Retrieve the generated bearer and configure clients with it out-of-band:

kubectl -n mcp get secret rucio-mcp-shared-secret \
  -o jsonpath='{.data.shared-secret}' | base64 -d; echo

{
  "mcpServers": {
    "rucio-atlas": {
      "type": "http",
      "url": "https://rucio-mcp.example.com/site/atlas/",
      "headers": { "Authorization": "Bearer <token>" }
    }
  }
}

Monitoring

  • serviceMonitor.enabled (default true) creates a ServiceMonitor scraping /metrics on the metrics port.
  • grafanaDashboard.enabled ships the bundled dashboard as a ConfigMap labelled for the Grafana sidecar. Set grafanaDashboard.namespace to the namespace your Grafana watches if it differs from the release namespace:
helm upgrade rucio-mcp ./charts/rucio-mcp --reuse-values \
  --set grafanaDashboard.enabled=true \
  --set grafanaDashboard.namespace=prom

Freezing the deployed version

The chart ships pixi.toml (pinning rucioMcp.version) but no pixi.lock — a release must exist before it can be locked, and pixi install otherwise resolves dependencies fresh at each pod start. For reproducible rollouts, generate a lock against the rendered pixi.toml and feed it back in:

helm template r ./charts/rucio-mcp --show-only templates/configmap.yaml \
  --set ingress.host=rucio-mcp.example.com \
  | yq '.data["pixi.toml"]' > /tmp/pixi.toml
pixi lock --manifest-path /tmp/pixi.toml          # writes /tmp/pixi.lock alongside it
helm upgrade rucio-mcp ./charts/rucio-mcp --reuse-values \
  --set-file rucioMcp.pixiLockContent=/tmp/pixi.lock

When rucioMcp.pixiLockContent is set, the lock is mounted next to pixi.toml and pixi installs from it.

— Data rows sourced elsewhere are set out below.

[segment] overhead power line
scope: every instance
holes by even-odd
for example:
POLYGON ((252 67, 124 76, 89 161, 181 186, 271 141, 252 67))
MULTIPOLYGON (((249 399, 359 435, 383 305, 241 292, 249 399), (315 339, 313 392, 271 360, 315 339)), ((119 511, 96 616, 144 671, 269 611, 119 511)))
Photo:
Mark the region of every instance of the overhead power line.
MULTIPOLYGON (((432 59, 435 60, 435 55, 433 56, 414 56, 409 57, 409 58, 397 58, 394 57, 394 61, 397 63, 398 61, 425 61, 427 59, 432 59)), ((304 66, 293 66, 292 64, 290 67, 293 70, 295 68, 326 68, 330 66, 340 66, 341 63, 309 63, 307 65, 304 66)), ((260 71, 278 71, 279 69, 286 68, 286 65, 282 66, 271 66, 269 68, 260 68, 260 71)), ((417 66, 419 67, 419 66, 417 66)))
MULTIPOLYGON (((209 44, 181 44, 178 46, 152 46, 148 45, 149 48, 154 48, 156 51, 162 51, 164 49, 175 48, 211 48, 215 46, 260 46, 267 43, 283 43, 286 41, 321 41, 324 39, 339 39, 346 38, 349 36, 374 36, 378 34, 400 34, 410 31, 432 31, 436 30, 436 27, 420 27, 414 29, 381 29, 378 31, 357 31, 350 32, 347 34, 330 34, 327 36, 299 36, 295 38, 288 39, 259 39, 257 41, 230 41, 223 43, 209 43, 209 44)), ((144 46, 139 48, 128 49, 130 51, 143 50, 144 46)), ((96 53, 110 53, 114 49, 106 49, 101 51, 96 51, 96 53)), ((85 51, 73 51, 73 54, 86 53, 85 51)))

Verifying and validating the chart

pixi run helm-lint       # lint the chart
pixi run helm-template   # render with default (OIDC) values
helm test rucio-mcp -n mcp   # run the /healthz test hook against a live release

Uninstall

helm uninstall rucio-mcp -n mcp

Secrets you created yourself (the x509 Secret, and any existingSecret for the bearer) are not owned by the release and must be removed separately.